Export to CSV function in Graylog does not respect order


(Pedro Miguel Pereira Serrano Martins) #1

Background

I am logging messages in Graylog2 and I need to evaluate messages based on the order they arrive.
Upon making a search Graylog presents me the information ordered by Timestamp, which is very useful:

As you can see there are 2 types of timestamps marked:

  • The Timestamps on the left, in descending order, given by Graylog2
  • A unique timestamp ( on the right, I just marked the first one, the others I don’t care ) for each message

Problem

So, after visualizing this data, I decided I wanted to export it to CSV format, to run a few scripts on it. I did the following:

More actions .-> Export as CSV

The probem here is that the CSV file I have, is completely unordered. Remeber the unique timestamp on the right that I marked with yellow color?

It should be in the first row, but it’s not:

It is in row 188.

Questions

  • Is this normal behavior?
  • How to export a search to a CSV keeping its filters and order intact?

(Jochen) #2

For Graylog, that’s an opaque blob in the “message” field, not a unique timestamp. If you want to further process the JSON blob from the “message” field, you’ll have to extract it using a JSON extractor or a processing pipeline rule.


(Pedro Miguel Pereira Serrano Martins) #3

Oh, I am aware of that. I don’t care about that field, I am merely using it to identify where a message should be. If in the web interface the message with that specific ID is in row 1, then in the CSV I expected the same.
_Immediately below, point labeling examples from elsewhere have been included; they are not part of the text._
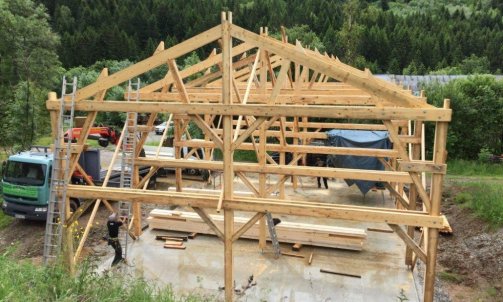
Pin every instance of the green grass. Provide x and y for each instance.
(24, 281)
(47, 141)
(474, 168)
(450, 277)
(4, 219)
(485, 199)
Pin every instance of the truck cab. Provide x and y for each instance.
(26, 184)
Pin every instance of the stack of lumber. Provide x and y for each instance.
(288, 232)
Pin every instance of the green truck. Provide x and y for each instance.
(26, 180)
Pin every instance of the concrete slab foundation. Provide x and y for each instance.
(199, 268)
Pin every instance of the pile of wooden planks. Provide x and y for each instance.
(288, 232)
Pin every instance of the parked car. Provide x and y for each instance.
(160, 129)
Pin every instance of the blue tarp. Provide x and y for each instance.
(357, 139)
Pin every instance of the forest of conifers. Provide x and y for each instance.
(386, 36)
(40, 41)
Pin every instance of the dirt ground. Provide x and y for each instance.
(470, 261)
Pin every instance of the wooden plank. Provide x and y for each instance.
(413, 166)
(409, 241)
(300, 149)
(209, 222)
(439, 157)
(339, 273)
(149, 63)
(372, 175)
(338, 112)
(171, 237)
(379, 230)
(403, 154)
(173, 242)
(302, 233)
(174, 247)
(247, 225)
(289, 207)
(191, 70)
(334, 69)
(292, 255)
(296, 247)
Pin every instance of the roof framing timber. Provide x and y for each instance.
(266, 95)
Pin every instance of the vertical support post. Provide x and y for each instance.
(177, 137)
(136, 205)
(439, 157)
(68, 240)
(262, 183)
(295, 143)
(227, 154)
(262, 142)
(415, 153)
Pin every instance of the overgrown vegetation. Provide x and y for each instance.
(460, 167)
(476, 126)
(451, 277)
(24, 281)
(485, 199)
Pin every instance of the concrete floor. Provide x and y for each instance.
(199, 268)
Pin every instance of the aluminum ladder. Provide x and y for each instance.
(127, 163)
(60, 175)
(273, 235)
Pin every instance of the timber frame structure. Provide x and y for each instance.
(258, 88)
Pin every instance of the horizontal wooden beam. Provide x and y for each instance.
(299, 149)
(333, 68)
(409, 241)
(260, 98)
(342, 112)
(148, 64)
(417, 166)
(288, 207)
(372, 175)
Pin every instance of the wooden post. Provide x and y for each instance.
(68, 239)
(228, 154)
(262, 184)
(177, 137)
(415, 153)
(439, 157)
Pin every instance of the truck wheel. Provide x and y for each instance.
(74, 205)
(205, 174)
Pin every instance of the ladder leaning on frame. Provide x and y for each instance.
(127, 163)
(60, 175)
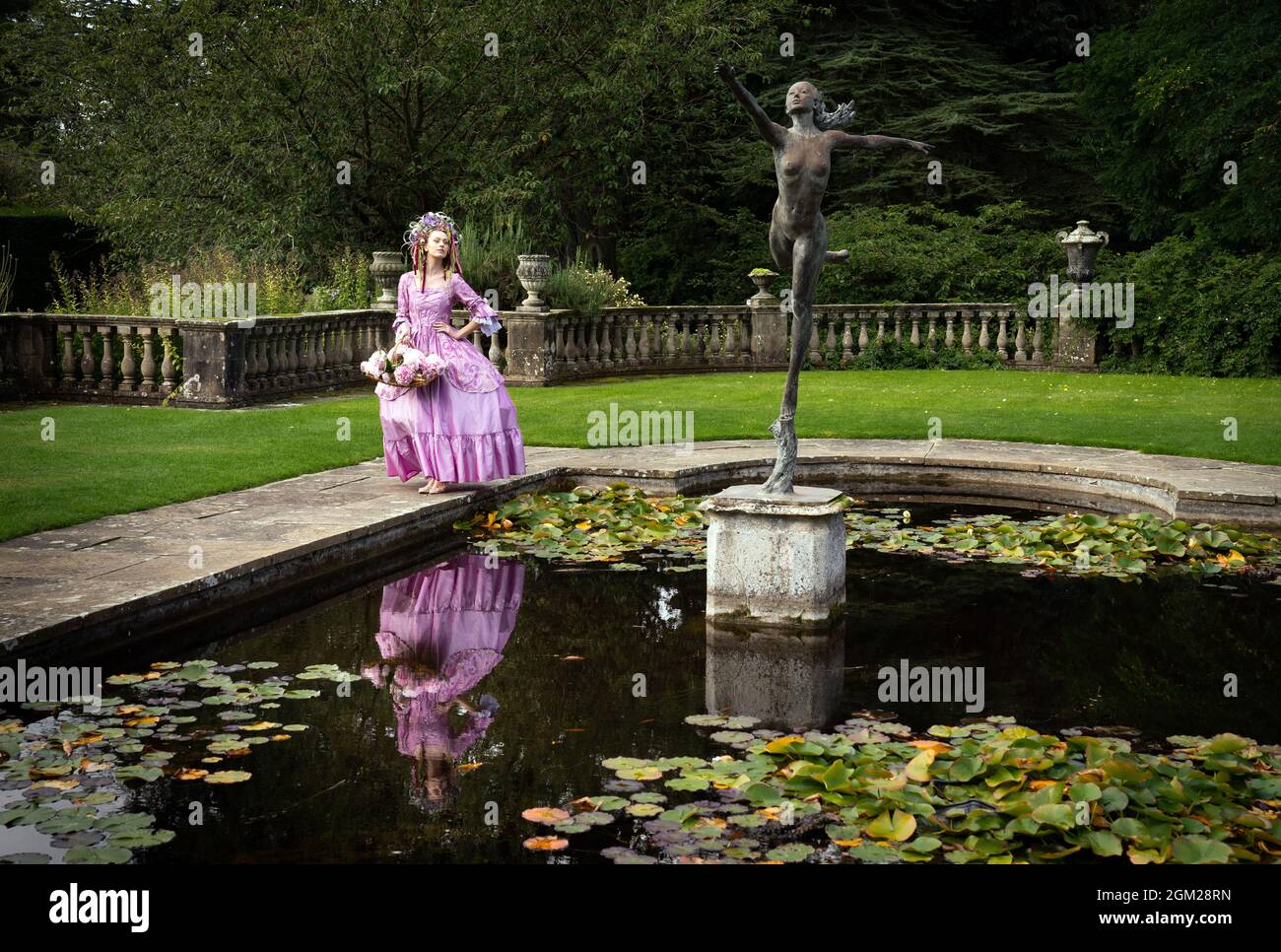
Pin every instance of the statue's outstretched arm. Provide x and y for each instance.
(773, 133)
(843, 140)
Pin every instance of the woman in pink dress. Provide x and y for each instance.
(462, 426)
(442, 631)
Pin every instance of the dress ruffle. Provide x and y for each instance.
(456, 457)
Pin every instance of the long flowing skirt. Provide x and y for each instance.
(451, 435)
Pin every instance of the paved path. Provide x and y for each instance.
(56, 581)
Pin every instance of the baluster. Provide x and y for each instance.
(68, 333)
(274, 344)
(562, 357)
(107, 383)
(496, 349)
(149, 360)
(593, 347)
(644, 325)
(323, 371)
(128, 366)
(251, 360)
(86, 357)
(169, 376)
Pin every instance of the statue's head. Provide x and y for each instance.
(806, 98)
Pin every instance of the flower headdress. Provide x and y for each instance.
(417, 236)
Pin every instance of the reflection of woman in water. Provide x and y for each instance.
(442, 632)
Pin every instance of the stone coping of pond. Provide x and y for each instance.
(287, 545)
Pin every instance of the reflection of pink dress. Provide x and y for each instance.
(461, 427)
(453, 619)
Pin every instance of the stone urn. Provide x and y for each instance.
(763, 278)
(1076, 344)
(387, 268)
(533, 272)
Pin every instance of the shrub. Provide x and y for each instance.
(579, 287)
(1199, 308)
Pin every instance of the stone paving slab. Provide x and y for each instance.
(63, 580)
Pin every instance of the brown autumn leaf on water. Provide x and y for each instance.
(546, 844)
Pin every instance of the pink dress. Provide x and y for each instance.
(460, 428)
(444, 630)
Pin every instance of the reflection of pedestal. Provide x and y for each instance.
(785, 679)
(775, 559)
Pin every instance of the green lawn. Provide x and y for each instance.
(114, 459)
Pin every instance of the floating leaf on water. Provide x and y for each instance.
(790, 852)
(98, 854)
(549, 844)
(229, 777)
(545, 814)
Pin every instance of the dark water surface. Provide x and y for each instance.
(371, 781)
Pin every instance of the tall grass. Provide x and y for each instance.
(580, 287)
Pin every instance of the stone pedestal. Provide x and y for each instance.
(769, 329)
(385, 269)
(790, 681)
(1075, 346)
(775, 559)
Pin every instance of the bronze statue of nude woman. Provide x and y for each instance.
(798, 236)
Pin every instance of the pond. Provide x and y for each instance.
(491, 684)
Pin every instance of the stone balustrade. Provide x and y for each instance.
(190, 363)
(222, 364)
(562, 345)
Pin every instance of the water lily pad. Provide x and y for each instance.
(223, 777)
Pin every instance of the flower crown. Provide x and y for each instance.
(434, 221)
(417, 236)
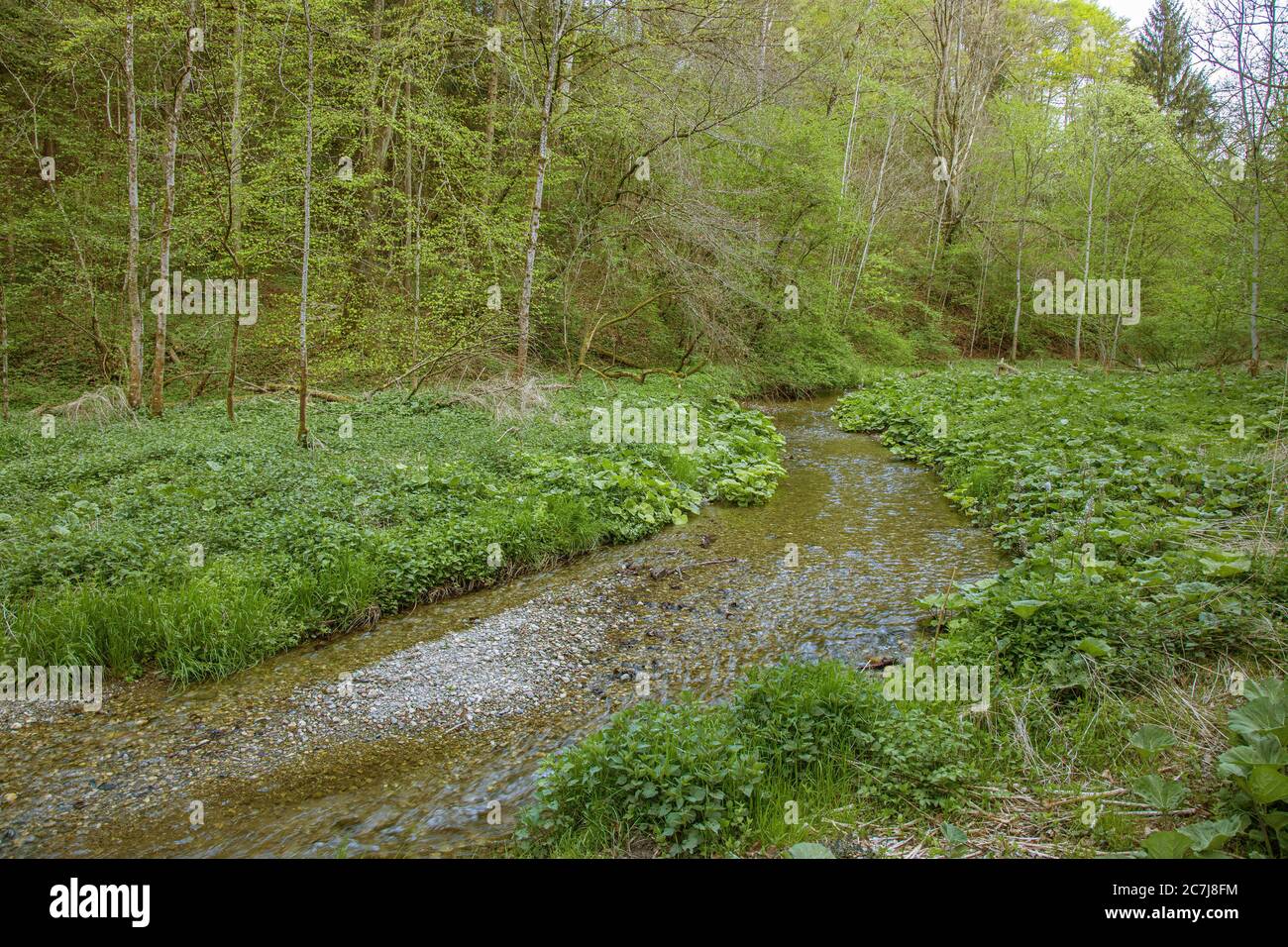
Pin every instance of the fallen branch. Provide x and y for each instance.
(664, 571)
(278, 388)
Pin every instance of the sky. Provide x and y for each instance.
(1133, 11)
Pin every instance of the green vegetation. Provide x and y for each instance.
(201, 547)
(1146, 573)
(703, 780)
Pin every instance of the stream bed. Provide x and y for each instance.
(423, 735)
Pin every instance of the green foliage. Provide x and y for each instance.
(698, 779)
(1100, 484)
(200, 547)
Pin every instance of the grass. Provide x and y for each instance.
(1145, 517)
(198, 547)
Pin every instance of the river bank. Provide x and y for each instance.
(283, 761)
(197, 548)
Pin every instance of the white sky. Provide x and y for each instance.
(1133, 11)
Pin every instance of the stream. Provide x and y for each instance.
(423, 735)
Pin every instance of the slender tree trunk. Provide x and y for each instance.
(303, 432)
(493, 80)
(1019, 291)
(872, 222)
(1086, 250)
(1119, 321)
(542, 162)
(1254, 363)
(167, 167)
(764, 50)
(4, 356)
(134, 388)
(235, 193)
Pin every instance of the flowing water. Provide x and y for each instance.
(829, 567)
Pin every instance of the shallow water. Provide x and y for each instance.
(871, 535)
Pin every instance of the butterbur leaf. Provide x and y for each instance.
(1263, 750)
(1162, 793)
(1210, 836)
(1026, 607)
(809, 849)
(1267, 785)
(1258, 715)
(1168, 845)
(954, 835)
(1096, 647)
(1150, 738)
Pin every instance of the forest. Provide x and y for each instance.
(614, 401)
(424, 188)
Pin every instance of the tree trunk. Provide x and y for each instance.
(303, 432)
(167, 161)
(134, 388)
(235, 195)
(542, 161)
(493, 80)
(4, 357)
(1019, 292)
(1086, 249)
(872, 221)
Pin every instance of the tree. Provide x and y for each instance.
(1163, 62)
(168, 158)
(134, 390)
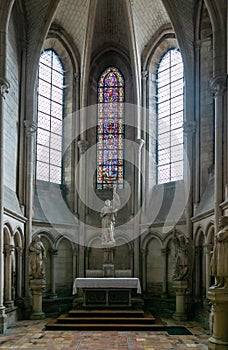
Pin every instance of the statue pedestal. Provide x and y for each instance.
(37, 286)
(219, 300)
(108, 266)
(180, 289)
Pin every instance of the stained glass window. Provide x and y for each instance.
(170, 117)
(110, 129)
(50, 114)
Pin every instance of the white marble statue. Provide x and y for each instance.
(108, 215)
(219, 261)
(182, 263)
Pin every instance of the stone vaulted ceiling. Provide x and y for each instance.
(112, 21)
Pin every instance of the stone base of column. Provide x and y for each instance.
(3, 321)
(53, 296)
(180, 289)
(219, 300)
(9, 303)
(37, 287)
(108, 270)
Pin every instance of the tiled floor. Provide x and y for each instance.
(31, 335)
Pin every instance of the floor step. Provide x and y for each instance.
(106, 313)
(104, 326)
(105, 320)
(110, 320)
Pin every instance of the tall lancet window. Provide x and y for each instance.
(50, 116)
(110, 130)
(170, 117)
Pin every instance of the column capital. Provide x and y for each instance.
(53, 251)
(208, 247)
(218, 85)
(145, 74)
(83, 145)
(164, 251)
(30, 127)
(8, 249)
(144, 251)
(140, 143)
(4, 87)
(189, 127)
(19, 250)
(77, 76)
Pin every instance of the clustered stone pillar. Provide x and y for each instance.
(19, 273)
(219, 300)
(138, 163)
(180, 288)
(4, 86)
(30, 131)
(82, 146)
(37, 287)
(8, 275)
(53, 254)
(165, 252)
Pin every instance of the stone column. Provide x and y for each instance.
(83, 146)
(165, 252)
(180, 289)
(218, 85)
(4, 88)
(30, 130)
(19, 272)
(53, 254)
(198, 276)
(37, 287)
(144, 269)
(208, 252)
(137, 196)
(219, 300)
(8, 275)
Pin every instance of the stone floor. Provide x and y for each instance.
(31, 335)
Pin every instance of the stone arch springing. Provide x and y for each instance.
(200, 266)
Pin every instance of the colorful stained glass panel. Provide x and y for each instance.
(110, 130)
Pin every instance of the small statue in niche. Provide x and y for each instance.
(37, 254)
(219, 260)
(108, 215)
(182, 254)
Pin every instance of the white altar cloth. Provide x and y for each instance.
(106, 283)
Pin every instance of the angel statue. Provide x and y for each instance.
(183, 254)
(108, 215)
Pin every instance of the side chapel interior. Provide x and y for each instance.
(64, 66)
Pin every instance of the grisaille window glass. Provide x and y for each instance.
(50, 116)
(170, 85)
(110, 129)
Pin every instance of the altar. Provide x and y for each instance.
(107, 292)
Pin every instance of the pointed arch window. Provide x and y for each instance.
(170, 89)
(110, 130)
(50, 117)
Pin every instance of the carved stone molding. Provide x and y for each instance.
(53, 251)
(83, 146)
(8, 249)
(141, 143)
(4, 87)
(189, 127)
(218, 85)
(30, 127)
(145, 74)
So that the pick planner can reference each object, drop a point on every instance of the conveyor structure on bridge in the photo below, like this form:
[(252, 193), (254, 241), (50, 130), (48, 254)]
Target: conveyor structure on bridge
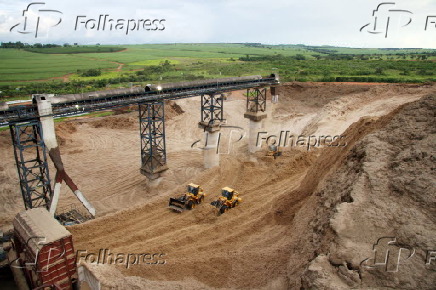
[(27, 132)]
As for the issue you linked to, I take it Graylog2 is using the _doc flag. I have a few questions:

  • Does it mean it is incapable of giving me a CSV in the correct order because it is “working as intended”?
  • Do I need to make a REST GET request to ElasticSearch to get the CSV file I need in the order I expect?
  • Given that the issue was created in 2016, the fact that it is still open means that someone is working on a fix for it or that it is at least acknowledged as a bug?

From a user standpoint, I must say this behavior is rather counter-intuitive.


(Jochen) #4

Yes, correct.

Either you use the Elasticsearch HTTP API directly (although it doesn’t support CSV) or you post-process the CSV file if order is important to your use case.


(Pedro Miguel Pereira Serrano Martins) #5

Thanks. Could you give me some input regarding my last question?


(Jochen) #6

The behavior won’t be changed. The “documentation” tag on the issue indicates that the Graylog documentation will be improved on the subject.


(Pedro Miguel Pereira Serrano Martins) #7

Ahh, thank you for the feedback!


(Pedro Miguel Pereira Serrano Martins) #8

Well …

I coudl really use a hand here …
I did everything, but the CLAssistance is blocking my PR. Would you care to have a look?


(system) #9

This topic was automatically closed 14 days after the last reply. New replies are no longer allowed.